I testimoni di quei tempi ci sono stati numerosi monumenti storici, tra i quali - la perla dell'architettura antica e medievale, inclusi nella lista del Patrimonio Mondiale Culturale dell'Umanità dall'UNESCO – La vecchia Nisa, Kunyaurgench e Antica Merv. Attraverso la ricerca è ricostruita la storia antica, studiato economia, la vita e la cultura, l'istruzione e lo sviluppo delle comunità etniche, la formazione di tradizioni e di cooperazione reciproca e culturale internazionale.
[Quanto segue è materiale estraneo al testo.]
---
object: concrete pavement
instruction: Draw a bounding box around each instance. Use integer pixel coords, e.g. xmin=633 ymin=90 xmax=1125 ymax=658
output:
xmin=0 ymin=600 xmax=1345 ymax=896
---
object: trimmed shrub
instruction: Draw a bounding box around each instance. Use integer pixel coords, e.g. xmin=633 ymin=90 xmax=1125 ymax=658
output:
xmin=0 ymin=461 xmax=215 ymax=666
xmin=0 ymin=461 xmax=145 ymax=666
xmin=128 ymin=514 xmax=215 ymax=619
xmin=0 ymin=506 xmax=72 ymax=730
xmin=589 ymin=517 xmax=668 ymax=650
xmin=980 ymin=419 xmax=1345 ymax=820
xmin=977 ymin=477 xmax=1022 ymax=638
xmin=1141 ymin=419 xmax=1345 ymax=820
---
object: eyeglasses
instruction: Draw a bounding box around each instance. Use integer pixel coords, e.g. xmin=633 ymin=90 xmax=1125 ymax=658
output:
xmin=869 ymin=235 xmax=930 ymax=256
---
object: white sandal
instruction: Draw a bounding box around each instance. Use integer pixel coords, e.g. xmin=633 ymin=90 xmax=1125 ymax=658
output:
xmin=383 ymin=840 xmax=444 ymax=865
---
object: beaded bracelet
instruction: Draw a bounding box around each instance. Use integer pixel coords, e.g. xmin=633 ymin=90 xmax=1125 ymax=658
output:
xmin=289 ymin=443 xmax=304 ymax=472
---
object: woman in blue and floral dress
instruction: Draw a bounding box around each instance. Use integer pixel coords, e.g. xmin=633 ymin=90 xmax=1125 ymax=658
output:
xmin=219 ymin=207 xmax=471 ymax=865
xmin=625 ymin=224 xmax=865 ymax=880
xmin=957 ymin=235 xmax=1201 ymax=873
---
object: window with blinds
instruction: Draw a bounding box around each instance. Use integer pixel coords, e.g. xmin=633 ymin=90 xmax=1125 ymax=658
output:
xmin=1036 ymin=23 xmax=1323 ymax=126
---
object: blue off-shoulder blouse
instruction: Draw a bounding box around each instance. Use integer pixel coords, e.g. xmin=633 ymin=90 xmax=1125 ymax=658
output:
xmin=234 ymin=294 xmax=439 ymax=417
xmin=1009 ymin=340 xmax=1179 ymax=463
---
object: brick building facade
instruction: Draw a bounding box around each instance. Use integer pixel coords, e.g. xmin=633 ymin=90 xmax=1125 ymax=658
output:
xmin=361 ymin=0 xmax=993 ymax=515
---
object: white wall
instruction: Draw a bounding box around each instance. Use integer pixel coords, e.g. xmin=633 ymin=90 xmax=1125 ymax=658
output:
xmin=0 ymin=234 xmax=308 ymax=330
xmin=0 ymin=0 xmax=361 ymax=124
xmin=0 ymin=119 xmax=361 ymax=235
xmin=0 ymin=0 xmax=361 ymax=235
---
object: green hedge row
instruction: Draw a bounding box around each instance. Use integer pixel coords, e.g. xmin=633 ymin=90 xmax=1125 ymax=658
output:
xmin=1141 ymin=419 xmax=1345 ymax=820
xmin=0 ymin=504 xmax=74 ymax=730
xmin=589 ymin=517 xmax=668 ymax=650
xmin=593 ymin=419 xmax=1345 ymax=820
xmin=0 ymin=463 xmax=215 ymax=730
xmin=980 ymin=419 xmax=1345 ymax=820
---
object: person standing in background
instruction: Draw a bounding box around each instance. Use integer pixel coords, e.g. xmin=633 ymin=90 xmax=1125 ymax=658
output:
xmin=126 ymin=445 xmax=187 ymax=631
Per garantire la conservazione dei monumenti, una rete di riserve storiche e culturali, che coprono l'intero paese.

Come è noto, il Turkmenistan ha presentato all'esame la nomina del Consiglio di Coordinamento della Grande Via della Seta nel patrimonio mondiale culturale patrimonio dell'umanità dall'UNESCO circa venticinque monumenti, concentrato sulle principali rotte tra tali grandi città antiche come Dehistan, Nisa, Merv, Sarakhs, Amul, Kunyaurgench. Prima di tutto, caravanserragli, palazzi, moschee e luoghi sacri, dove i viaggiatori si fermavano al culto e alla preghiera.

La Grande Via della Seta, che attraversa le grandi città, ha contribuito allo sviluppo del commercio e dell'artigianato. Le fonti storiche Merv, Sarakhs e Nisa sono menzionati come luoghi di sviluppo delle relazioni commerciali e finanziarie. Nelle grandi città, i mercati sono stati i centri di commercio e artigianato, in cui uno dei più comuni sono stati tessitura. Tessuti di lana, lino, cotone, seta. lussi tessuti considerati fatti a Merv, Nisa, Abiverd. Oltre alla tessitura, nelle aree urbane anche concentrato vetri, ceramiche, cuoio, la produzione di gioielli, che forniscono tutto ciò che non è necessario solo sui mercati esteri nazionali.

Le città medievali del Turkmenistan hanno giocato un ruolo enorme nel mantenimento e lo sviluppo delle relazioni commerciali, che hanno facilitato lo scambio non solo di merci, ma anche le tradizioni, tecniche, idee, conoscenze, alimentando la cultura turkmena in crescita.